I tried to follow the instructions on Easy Installation of an Optimized Theano on Current Ubuntu but it doesn't work: whenever I run a Theano script using GPU, it gives me the error message:
CUDA is installed, but device gpu is not available (error: Unable to get the number of gpus available: no CUDA-capable device is detected)
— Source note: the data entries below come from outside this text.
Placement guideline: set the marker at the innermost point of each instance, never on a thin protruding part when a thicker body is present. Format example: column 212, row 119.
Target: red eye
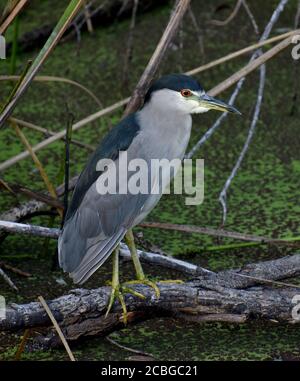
column 186, row 93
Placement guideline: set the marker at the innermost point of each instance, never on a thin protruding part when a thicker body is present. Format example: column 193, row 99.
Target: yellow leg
column 141, row 278
column 118, row 290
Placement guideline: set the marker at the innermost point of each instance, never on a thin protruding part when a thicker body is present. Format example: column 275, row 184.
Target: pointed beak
column 215, row 104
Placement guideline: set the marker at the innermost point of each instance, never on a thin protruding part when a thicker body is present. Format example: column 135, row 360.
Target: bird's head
column 184, row 94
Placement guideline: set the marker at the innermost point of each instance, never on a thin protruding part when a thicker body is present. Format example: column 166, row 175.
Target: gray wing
column 95, row 223
column 96, row 228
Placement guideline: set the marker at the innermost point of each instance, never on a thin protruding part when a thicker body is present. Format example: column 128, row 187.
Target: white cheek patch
column 200, row 110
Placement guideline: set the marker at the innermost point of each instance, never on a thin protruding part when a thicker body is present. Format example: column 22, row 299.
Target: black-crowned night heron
column 96, row 222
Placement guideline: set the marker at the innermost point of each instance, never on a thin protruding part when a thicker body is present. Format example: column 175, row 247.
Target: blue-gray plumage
column 95, row 223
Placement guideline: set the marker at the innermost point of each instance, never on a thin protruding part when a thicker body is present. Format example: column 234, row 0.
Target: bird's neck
column 170, row 129
column 169, row 121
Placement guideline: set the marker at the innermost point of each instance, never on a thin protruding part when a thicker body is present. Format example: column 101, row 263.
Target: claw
column 117, row 293
column 147, row 282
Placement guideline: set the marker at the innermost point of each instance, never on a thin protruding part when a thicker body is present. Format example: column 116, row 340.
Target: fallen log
column 231, row 296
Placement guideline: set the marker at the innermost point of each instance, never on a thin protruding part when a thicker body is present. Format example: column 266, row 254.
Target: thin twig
column 53, row 39
column 14, row 13
column 48, row 133
column 297, row 17
column 50, row 78
column 87, row 15
column 223, row 194
column 15, row 270
column 128, row 52
column 241, row 80
column 57, row 327
column 8, row 280
column 230, row 17
column 251, row 16
column 23, row 342
column 67, row 168
column 48, row 200
column 161, row 48
column 37, row 162
column 90, row 118
column 198, row 31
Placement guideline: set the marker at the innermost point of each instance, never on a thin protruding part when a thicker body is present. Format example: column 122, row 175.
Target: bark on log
column 224, row 296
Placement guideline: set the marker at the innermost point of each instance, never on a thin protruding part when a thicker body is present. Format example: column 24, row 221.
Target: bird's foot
column 150, row 283
column 117, row 292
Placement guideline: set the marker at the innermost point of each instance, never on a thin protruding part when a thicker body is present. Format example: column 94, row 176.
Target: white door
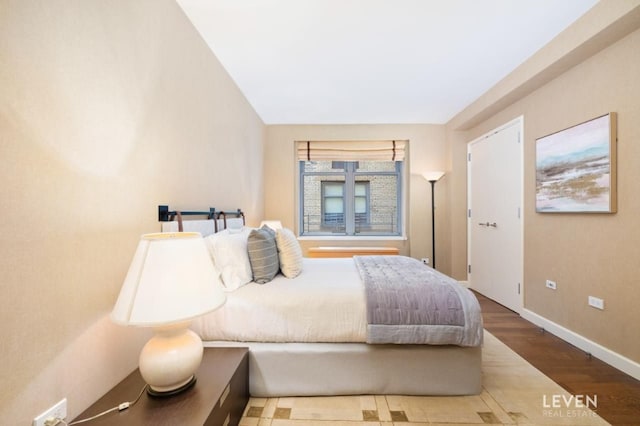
column 495, row 215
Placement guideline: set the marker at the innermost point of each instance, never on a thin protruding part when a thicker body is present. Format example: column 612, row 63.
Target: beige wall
column 586, row 254
column 427, row 152
column 107, row 109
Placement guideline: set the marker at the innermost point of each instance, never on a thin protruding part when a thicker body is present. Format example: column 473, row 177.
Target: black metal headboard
column 166, row 215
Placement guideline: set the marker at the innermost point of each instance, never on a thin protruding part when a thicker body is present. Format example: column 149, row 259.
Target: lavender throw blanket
column 408, row 302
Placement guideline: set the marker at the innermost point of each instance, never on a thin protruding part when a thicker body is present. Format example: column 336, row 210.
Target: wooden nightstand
column 218, row 398
column 351, row 251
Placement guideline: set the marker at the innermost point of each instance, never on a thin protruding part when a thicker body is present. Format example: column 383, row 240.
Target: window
column 354, row 198
column 333, row 204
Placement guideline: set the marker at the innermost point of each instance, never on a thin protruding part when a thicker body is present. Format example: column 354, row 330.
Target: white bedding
column 325, row 303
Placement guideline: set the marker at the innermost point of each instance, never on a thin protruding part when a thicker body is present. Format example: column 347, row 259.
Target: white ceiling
column 373, row 61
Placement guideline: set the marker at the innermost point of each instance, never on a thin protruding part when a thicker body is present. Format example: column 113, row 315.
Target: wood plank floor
column 618, row 394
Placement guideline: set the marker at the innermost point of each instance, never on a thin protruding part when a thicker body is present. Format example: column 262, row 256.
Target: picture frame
column 576, row 168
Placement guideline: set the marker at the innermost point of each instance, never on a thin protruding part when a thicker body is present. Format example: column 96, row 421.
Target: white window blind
column 351, row 150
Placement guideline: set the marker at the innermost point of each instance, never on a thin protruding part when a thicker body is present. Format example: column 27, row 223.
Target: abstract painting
column 576, row 168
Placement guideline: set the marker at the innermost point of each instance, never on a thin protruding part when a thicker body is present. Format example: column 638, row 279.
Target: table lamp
column 171, row 281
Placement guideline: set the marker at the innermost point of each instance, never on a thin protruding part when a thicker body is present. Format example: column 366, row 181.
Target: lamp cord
column 121, row 407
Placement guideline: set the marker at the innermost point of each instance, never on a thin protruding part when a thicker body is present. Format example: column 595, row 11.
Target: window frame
column 351, row 225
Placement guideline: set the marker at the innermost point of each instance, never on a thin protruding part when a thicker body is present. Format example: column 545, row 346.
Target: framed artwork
column 576, row 168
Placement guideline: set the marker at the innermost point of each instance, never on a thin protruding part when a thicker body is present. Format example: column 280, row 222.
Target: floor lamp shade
column 171, row 281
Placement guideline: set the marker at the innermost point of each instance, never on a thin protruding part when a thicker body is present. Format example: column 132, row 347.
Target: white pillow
column 229, row 252
column 289, row 253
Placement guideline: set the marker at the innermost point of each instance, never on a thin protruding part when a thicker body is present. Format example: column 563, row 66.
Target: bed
column 312, row 334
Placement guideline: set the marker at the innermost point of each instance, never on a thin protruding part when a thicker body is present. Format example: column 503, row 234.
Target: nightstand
column 218, row 398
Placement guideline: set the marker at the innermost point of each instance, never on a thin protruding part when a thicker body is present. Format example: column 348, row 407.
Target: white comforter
column 325, row 303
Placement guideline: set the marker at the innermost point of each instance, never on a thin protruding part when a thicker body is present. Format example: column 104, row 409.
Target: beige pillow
column 289, row 253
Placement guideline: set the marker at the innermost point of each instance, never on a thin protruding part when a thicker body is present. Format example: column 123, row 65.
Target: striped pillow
column 289, row 253
column 263, row 254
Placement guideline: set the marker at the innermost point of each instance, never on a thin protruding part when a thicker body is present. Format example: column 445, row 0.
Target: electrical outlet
column 58, row 411
column 596, row 302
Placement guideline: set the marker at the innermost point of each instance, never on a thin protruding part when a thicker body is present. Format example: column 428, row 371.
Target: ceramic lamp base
column 169, row 360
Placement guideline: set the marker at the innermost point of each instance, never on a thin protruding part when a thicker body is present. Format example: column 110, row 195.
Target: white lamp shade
column 171, row 279
column 433, row 176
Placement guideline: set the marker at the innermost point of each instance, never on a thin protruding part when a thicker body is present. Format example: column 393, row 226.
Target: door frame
column 518, row 121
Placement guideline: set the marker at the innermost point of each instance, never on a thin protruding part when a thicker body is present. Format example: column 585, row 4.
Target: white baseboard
column 614, row 359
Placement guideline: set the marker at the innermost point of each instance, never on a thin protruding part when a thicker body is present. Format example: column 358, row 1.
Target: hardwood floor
column 618, row 394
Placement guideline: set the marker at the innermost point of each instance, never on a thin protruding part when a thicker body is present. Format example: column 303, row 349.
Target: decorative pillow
column 289, row 253
column 229, row 253
column 263, row 254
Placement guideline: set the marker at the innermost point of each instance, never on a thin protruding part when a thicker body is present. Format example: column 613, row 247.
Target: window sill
column 350, row 238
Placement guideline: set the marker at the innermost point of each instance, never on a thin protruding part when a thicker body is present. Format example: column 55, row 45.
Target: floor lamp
column 432, row 178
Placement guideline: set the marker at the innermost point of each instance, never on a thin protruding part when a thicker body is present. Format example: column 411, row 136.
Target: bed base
column 315, row 369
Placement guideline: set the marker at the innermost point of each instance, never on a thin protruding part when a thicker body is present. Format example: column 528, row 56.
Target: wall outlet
column 596, row 302
column 58, row 411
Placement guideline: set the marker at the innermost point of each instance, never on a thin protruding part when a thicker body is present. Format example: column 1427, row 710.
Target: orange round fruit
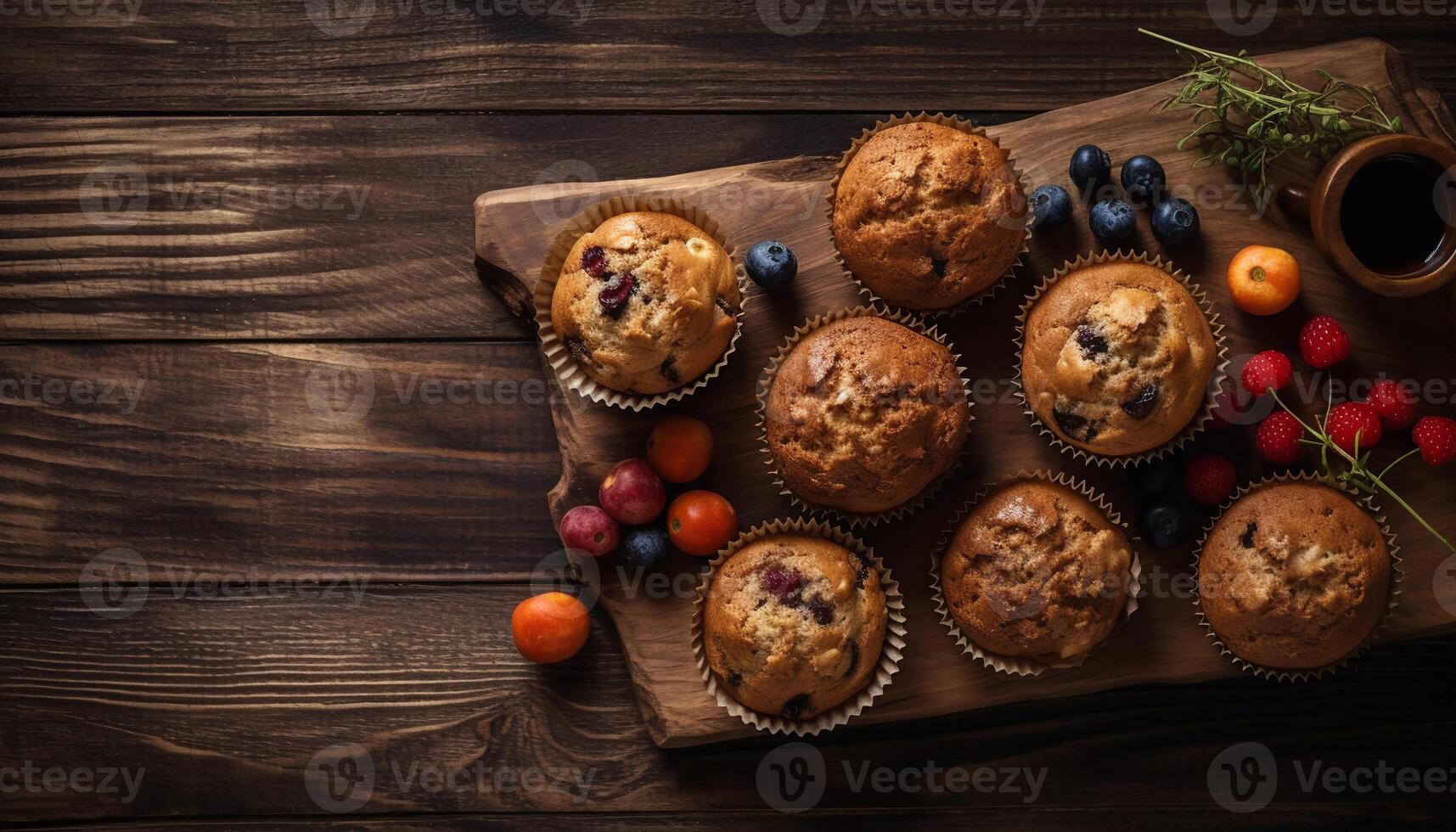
column 700, row 522
column 680, row 449
column 549, row 627
column 1264, row 280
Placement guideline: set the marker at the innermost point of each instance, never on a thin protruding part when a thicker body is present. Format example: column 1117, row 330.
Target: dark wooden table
column 204, row 205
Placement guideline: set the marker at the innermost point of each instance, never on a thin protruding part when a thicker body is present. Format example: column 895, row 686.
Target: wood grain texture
column 769, row 201
column 224, row 459
column 226, row 701
column 635, row 54
column 306, row 228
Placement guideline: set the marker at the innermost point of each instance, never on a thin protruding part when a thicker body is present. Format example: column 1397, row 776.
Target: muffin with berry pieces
column 930, row 216
column 863, row 414
column 647, row 302
column 794, row 626
column 1036, row 570
column 1117, row 357
column 1295, row 576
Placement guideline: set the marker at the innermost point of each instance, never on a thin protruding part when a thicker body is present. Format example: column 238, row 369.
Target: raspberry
column 1436, row 437
column 594, row 260
column 1277, row 439
column 1350, row 420
column 1268, row 369
column 1324, row 343
column 1209, row 478
column 1395, row 404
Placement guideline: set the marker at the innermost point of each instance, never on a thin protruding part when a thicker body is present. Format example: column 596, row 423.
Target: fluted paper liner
column 766, row 385
column 890, row 653
column 1392, row 589
column 1026, row 665
column 568, row 370
column 1200, row 420
column 964, row 126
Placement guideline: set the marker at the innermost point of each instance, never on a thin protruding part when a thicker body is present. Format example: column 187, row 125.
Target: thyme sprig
column 1356, row 472
column 1246, row 115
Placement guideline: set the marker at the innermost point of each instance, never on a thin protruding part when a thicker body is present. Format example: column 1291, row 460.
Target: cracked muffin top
column 1037, row 570
column 928, row 216
column 1117, row 357
column 794, row 626
column 863, row 414
column 1295, row 576
column 647, row 302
More specifically, following the instructions in the linked webpage, I executed the following steps:
# Install Theano
sudo apt-get install python-numpy python-scipy python-dev python-pip python-nose g++ libopenblas-dev git
sudo pip install Theano
# Install Nvidia drivers and CUDA
sudo apt-get install nvidia-current
sudo apt-get install nvidia-cuda-toolkit
Then I rebooted and tried running:
THEANO_FLAGS=mode=FAST_RUN,device=gpu,floatX=float32 python gpu_test.py # gpu_test.py comes from http://deeplearning.net/software/theano/tutorial/using_gpu.html
But I get:
f@f-Aurora-R4:~$ THEANO_FLAGS=’mode=FAST_RUN,device=gpu,floatX=float32,cuda.root=/usr/lib/nvidia-cuda-toolkit’ python gpu_test.py WARNING (theano.sandbox.cuda): CUDA is installed, but device gpu is not available (error: Unable to get the number of gpus available: no CUDA-capable device is detected) [Elemwise{exp,no_inplace}(<TensorType(float32, vector)>)] Looping 1000 times took 2.199992 seconds Result is [ 1.23178029 1.61879337 1.52278066 ..., 2.20771813 2.29967761 1.62323284] Used the cpu
(I tested the following on Ubuntu 14.04.4 LTS x64 and Kubuntu 14.04.4 LTS x64, I guess it should work on most Ubuntu variants)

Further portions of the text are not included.